Comme souvent, ça commence par une invitation par mail de la salle semi-clandestine du coin, la meilleure, brillante et précieuse, par un lien vers un soundcloud ou un bandcamp, et puis l’illumination vient (ou pas) – d’ailleurs à ce propos, NB : c’est marrant comme le son d’un groupe peut convaincre quasiment dans la seconde, qu’il n’y ait pas besoin d’une écoute torturée pendant des heures, mais que l’envie d’aller plus loin se pose comme une évidence : traîner ses guêtres de vieux fonctionnaire (« en grève jusqu’à la retraite » est écrit sur un mur près de chez moi) parmi les étudiants des arts déco et les jeunes gens punks au RSA pour vérifier si le groupe tient la route en concert, tient les promesses de son enregistrement, et pas que. En général, j’avoue, comme je suis plutôt bon public, je suis vite émerveillé.

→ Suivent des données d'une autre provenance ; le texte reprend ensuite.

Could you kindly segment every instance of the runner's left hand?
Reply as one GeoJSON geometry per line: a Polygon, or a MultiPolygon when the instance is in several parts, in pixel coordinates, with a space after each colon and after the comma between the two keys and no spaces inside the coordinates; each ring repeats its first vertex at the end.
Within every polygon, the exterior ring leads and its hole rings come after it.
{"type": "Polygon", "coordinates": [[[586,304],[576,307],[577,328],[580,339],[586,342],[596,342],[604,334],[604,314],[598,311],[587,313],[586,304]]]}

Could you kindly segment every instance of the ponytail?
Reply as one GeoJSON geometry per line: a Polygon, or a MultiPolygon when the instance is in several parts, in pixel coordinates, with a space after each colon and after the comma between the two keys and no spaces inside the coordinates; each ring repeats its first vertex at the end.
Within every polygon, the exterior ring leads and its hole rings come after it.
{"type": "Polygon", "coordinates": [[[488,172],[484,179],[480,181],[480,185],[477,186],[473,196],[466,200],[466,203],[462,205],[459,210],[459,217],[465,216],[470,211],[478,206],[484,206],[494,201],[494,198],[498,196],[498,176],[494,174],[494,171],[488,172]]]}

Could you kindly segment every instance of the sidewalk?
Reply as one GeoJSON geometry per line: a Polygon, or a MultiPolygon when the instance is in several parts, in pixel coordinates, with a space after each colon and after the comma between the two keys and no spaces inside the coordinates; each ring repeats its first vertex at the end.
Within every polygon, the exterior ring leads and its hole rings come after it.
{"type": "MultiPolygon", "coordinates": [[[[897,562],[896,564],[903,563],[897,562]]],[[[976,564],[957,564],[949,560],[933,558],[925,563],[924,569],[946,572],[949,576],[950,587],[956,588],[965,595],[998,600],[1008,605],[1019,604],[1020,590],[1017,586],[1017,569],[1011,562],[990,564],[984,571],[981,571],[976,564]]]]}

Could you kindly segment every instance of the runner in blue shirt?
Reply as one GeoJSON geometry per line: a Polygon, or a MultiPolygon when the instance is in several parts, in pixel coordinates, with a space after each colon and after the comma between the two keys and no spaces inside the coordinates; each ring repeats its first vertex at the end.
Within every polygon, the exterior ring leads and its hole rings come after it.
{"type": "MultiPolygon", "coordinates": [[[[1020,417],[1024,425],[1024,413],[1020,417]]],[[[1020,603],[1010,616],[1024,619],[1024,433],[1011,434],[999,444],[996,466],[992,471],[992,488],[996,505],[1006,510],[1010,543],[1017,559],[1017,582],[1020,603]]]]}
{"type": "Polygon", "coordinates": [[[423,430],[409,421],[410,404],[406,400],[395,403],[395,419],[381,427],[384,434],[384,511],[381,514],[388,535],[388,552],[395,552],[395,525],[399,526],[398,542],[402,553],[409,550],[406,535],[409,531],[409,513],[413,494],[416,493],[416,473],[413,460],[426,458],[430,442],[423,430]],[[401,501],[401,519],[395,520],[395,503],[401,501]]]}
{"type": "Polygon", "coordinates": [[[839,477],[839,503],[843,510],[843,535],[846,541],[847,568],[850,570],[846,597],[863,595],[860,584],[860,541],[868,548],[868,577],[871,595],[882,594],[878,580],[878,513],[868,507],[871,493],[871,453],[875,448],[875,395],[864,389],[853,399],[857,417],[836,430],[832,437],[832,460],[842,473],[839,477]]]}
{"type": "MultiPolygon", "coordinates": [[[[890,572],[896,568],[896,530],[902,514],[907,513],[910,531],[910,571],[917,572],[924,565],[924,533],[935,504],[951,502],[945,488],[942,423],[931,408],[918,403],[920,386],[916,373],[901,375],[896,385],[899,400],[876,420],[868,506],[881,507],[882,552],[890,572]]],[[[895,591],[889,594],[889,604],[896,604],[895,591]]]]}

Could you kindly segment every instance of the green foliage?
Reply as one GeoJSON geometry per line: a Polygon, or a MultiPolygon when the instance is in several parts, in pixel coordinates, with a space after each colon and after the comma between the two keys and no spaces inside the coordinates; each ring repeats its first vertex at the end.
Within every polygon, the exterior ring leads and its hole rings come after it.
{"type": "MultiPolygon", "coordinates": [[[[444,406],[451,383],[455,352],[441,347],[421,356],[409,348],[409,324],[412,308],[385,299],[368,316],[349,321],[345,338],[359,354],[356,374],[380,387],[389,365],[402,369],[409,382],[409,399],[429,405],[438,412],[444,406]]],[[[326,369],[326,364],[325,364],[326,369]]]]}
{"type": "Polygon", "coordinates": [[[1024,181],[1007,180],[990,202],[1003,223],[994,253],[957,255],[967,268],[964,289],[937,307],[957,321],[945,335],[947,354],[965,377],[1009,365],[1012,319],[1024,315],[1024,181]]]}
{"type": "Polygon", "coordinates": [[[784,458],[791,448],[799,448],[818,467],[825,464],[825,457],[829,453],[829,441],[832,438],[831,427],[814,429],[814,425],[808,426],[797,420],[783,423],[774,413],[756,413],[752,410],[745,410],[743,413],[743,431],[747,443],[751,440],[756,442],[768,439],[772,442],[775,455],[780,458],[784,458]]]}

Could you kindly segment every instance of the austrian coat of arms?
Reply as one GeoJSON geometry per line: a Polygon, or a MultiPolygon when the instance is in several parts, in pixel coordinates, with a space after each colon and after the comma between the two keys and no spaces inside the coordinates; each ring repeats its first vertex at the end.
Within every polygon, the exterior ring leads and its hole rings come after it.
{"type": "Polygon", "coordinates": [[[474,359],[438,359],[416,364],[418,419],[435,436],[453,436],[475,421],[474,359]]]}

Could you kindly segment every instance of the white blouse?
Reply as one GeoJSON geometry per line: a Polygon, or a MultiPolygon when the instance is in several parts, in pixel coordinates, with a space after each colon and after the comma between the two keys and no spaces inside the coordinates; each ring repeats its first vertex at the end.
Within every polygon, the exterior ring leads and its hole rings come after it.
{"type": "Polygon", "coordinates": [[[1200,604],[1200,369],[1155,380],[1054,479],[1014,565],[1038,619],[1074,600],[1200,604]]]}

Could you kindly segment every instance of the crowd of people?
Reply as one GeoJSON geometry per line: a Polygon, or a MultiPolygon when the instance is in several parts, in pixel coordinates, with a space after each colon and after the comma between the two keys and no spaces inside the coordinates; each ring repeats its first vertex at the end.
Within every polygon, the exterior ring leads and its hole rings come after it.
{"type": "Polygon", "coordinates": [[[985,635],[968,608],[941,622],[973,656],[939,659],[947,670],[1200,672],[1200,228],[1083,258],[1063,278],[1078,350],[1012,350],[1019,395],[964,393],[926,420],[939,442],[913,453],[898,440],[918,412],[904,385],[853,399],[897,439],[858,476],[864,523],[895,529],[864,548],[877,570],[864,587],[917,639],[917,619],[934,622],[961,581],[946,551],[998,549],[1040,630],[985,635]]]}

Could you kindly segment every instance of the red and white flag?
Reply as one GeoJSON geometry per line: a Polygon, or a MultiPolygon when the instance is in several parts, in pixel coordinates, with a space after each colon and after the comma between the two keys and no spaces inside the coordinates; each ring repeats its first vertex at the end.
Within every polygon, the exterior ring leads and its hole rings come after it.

Et bingo, ça a marché avec Cochon Double, groupuscule de Neuchâtel (Switzerland), qui produit une musique difforme que je ne saurais nommer, encore moins étiqueter : il y a une guitare planquée dans un coin qui joue un peu pour elle, assez bavarde, mais très jolie, avec une grande palette d’expression, un chanteur – qui tient cette guitare – qui s’époumone dans un français un peu à bout de souffle, très simple, et puis des hommes liges à la batterie, aux synthés, aux guitares complémentaires. Le tout tire parfois vers l’hypnotique, l’expérimental, le bruit, le post tout (punk, rock, chanson), tendu et relâché, comme si on s’amusait à tirer un élastique et à le relâcher de temps à autre. Évidemment sur le papier, ça pourrait coincer tant tout se bouscule, mais en vrai sur disque et en concert, ce côté dépareillé captive, sans que l’horizon ne se bouche jamais : surtout par la présence de ce chanteur qui injecte une sacrée présence, une voix énervée, un corps en souffrance peut-être, et une bonne dose de liberté – les structures toujours mouvantes de ses chansons bizarres – à son quatuor.
Il se dégage, certes, de la recette de Cochon Double un précis de déprime assez sévère mais toujours porté par une belle énergie noire tantôt calme, tantôt explosive, surtout salutaire pour celui qui écrit et chante des choses du genre : « marcher dans sa ville devient difficile » (in La faiblesse de l’âme), « La mine triste des gens, je la comprends » (in Les petites choses de la vie) ou « Au travail ils veulent me renvoyer, sous prétexte que je fais que picoler » (in Alcool problèmes). Bon, en même temps, ça s’appelle En attendant de mourir, vous êtes prévenus.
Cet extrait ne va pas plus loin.